La programación de verano de la televisión permitirá reencontrarse con uno de los cineastas más esperados del actual panorama internacional, Paolo Sorrentino, el mismo que a partir de La gran belleza (2012)  hizo pensar en un Federico Fellini de nuestros días entusiasmado por las formas del posmodernismo.

Silvio y los otros (2018) es esta última entrega de Sorrentino, que vuelve a contar con su actor fetiche, Toni Servillo, ahora en el papel de Silvio Berlusconi, millonario y político italiano, exprimer ministro varias veces procesado por corrupción política, fraude financiero y otros pecadillos más, pero siempre reflotando en medio de su plácida vida de cazador de bellas y caras mujeres, debilidades que le han reportado no pocos escándalos.

El filme retrata un momento álgido en la vida política de El Cavaliere, por cuanto acaba de salir del gobierno y, acusado de corrupción y conexiones con la mafia, está a punto de enfrentar nuevamente a los tribunales, mientras vive otra crisis con su esposa, y quizá el peor de todos sus conflictos: los años, las revelaciones de los espejos, signos aterradores de la edad contra los cuales lucha desesperadamente.

Si bien deudor del cine de Fellini, y al mismo tiempo quijote de una estética marcada por una desmesura visual de connotaciones barrocas, Sorrentino no desprecia recursos que remiten a la comedia italiana de los años 60 y  70, pero arma su argumento amparado en las técnicas del video clip, la intensa música y las espectaculares mujeres-anzuelos con la misión de tentar a Berlusconi.

Por momentos Silvio y los otros coquetea con el exceso, pero en sentido general resulta seductora en su intento de narrar la vida del político de una manera nada convencional, lo que hubiese sido muy fácil, pues la imagen que se tiene de Berlusconi ha traspuesto los colores de la vida misma para convertirse en una caricatura, y solo compilando esos momentos «espectaculares» –antes recogidos por los periódicos y la televisión– se pudiera armar un filme de corte costumbrista invitador a la risa.

Sorrentino esquiva la caricatura y decidido a adentrarse en la sicología del personaje le otorga complejidad y simpatía  a la historia. Si bien hay momentos en que  el personaje es ridiculizado al extremo, no faltan otros que lo muestran como un ser listo y no poco habilidoso a partir de una filosofía triunfadora muy particular y llena de trucos.

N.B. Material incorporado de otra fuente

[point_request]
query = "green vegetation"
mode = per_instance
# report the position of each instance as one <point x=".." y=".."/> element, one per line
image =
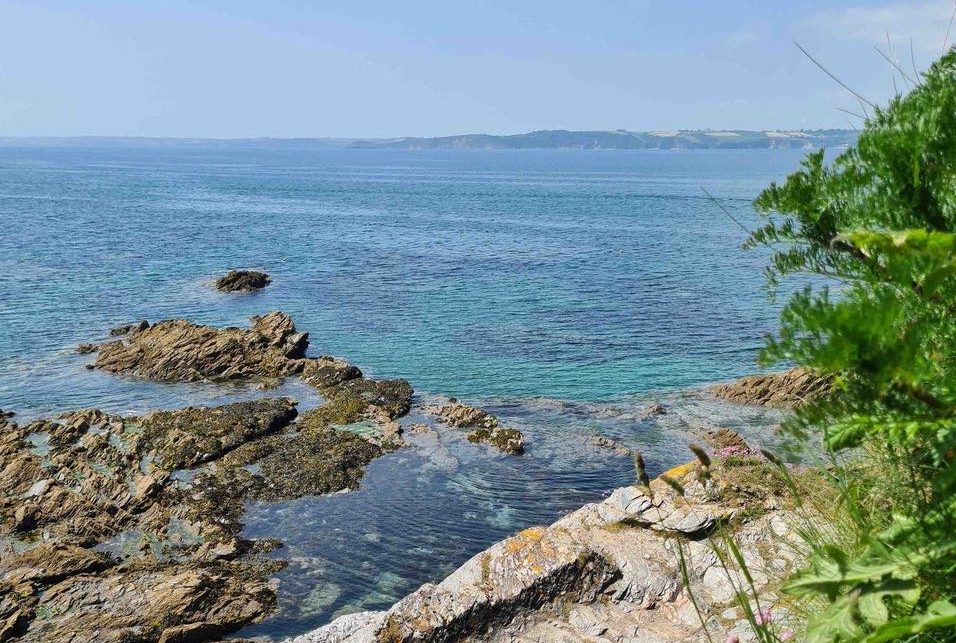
<point x="879" y="223"/>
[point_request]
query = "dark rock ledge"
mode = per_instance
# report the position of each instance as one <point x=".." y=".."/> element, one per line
<point x="126" y="529"/>
<point x="784" y="390"/>
<point x="484" y="427"/>
<point x="609" y="571"/>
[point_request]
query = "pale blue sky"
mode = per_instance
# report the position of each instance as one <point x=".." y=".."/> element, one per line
<point x="236" y="68"/>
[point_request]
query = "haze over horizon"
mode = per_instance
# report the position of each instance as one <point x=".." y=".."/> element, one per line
<point x="218" y="69"/>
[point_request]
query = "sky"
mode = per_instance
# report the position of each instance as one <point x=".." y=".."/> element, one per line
<point x="381" y="68"/>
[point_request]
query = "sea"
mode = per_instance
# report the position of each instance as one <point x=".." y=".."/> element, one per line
<point x="566" y="291"/>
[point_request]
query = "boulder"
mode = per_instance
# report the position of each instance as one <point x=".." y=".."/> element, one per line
<point x="610" y="571"/>
<point x="126" y="329"/>
<point x="243" y="281"/>
<point x="485" y="428"/>
<point x="784" y="390"/>
<point x="177" y="350"/>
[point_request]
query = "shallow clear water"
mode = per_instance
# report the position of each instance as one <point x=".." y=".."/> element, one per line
<point x="562" y="288"/>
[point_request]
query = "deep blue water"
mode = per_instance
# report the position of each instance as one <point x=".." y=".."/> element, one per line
<point x="565" y="289"/>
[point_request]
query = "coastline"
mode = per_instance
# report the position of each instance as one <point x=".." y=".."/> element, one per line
<point x="179" y="480"/>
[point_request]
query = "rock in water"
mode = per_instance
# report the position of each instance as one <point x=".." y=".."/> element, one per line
<point x="126" y="329"/>
<point x="177" y="350"/>
<point x="484" y="426"/>
<point x="163" y="494"/>
<point x="243" y="281"/>
<point x="785" y="390"/>
<point x="609" y="571"/>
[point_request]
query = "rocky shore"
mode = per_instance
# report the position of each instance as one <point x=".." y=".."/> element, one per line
<point x="784" y="390"/>
<point x="243" y="281"/>
<point x="122" y="528"/>
<point x="612" y="571"/>
<point x="127" y="528"/>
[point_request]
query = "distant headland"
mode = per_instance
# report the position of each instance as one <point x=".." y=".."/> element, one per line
<point x="543" y="139"/>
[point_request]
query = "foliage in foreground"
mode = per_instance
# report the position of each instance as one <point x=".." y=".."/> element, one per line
<point x="878" y="222"/>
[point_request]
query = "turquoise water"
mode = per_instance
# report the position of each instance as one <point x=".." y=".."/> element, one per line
<point x="569" y="274"/>
<point x="565" y="290"/>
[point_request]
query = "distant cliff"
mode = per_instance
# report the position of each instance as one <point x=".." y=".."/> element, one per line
<point x="623" y="140"/>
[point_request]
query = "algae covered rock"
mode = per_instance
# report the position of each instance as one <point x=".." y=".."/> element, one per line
<point x="609" y="571"/>
<point x="484" y="426"/>
<point x="178" y="350"/>
<point x="786" y="390"/>
<point x="99" y="541"/>
<point x="243" y="281"/>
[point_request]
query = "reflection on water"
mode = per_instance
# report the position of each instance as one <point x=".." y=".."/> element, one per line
<point x="425" y="509"/>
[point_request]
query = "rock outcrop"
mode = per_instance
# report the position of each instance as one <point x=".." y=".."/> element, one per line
<point x="484" y="427"/>
<point x="177" y="350"/>
<point x="243" y="281"/>
<point x="610" y="571"/>
<point x="127" y="528"/>
<point x="785" y="390"/>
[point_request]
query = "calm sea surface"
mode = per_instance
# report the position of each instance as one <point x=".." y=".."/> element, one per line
<point x="565" y="290"/>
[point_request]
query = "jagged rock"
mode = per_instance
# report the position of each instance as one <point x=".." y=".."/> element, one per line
<point x="126" y="329"/>
<point x="484" y="426"/>
<point x="655" y="410"/>
<point x="243" y="281"/>
<point x="787" y="389"/>
<point x="609" y="571"/>
<point x="106" y="479"/>
<point x="177" y="350"/>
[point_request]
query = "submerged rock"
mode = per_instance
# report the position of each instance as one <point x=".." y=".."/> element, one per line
<point x="786" y="390"/>
<point x="484" y="426"/>
<point x="609" y="571"/>
<point x="127" y="528"/>
<point x="243" y="281"/>
<point x="126" y="329"/>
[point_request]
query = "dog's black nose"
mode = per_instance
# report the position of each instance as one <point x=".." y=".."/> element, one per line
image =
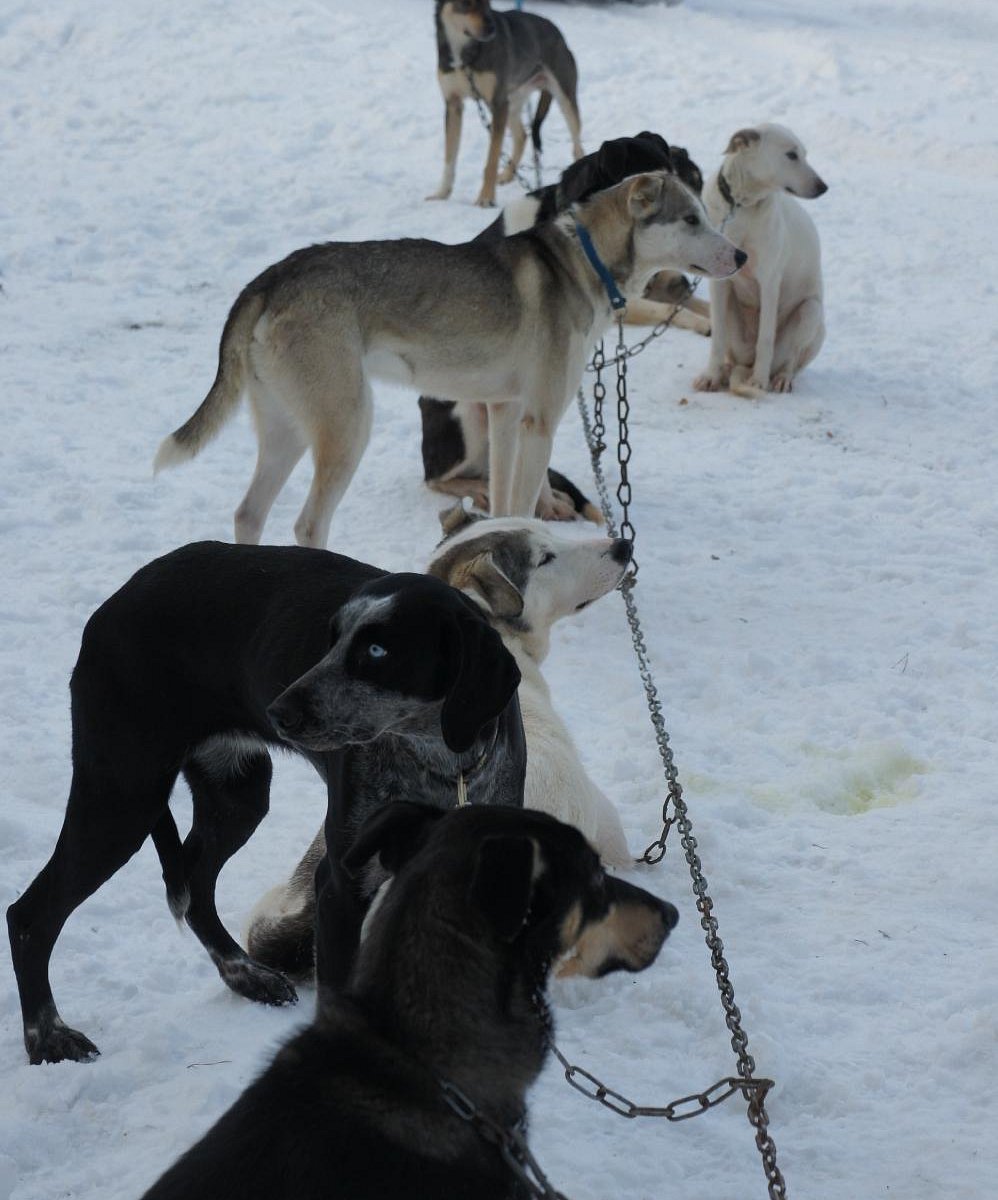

Es como si el director dijera: «no se trata de acabar con él a brochazos, mejor subirlo a una balanza multicolor».

El montaje deja ver desniveles y ello se debe a que el filme fue concebido para exhibirse en dos partes por la televisión. Al extractarse, camino a la gran pantalla, se crea una mínima dispersión, ya que en su primera parte narra la historia de Sergio, gigoló provinciano abocado a los negocios, cuya máxima aspiración es lanzarse a la conquista de Roma, donde –¿quién lo duda?– la mejor fórmula para escalar cimas de la sociedad, la política y la vida misma, sería entrar en contacto con Berlusconi  y ofrecerle algo que el político, de ningún modo, le podrá rechazar.

El encuentro de los dos hombres, y lo que vendrá, será un banquetazo.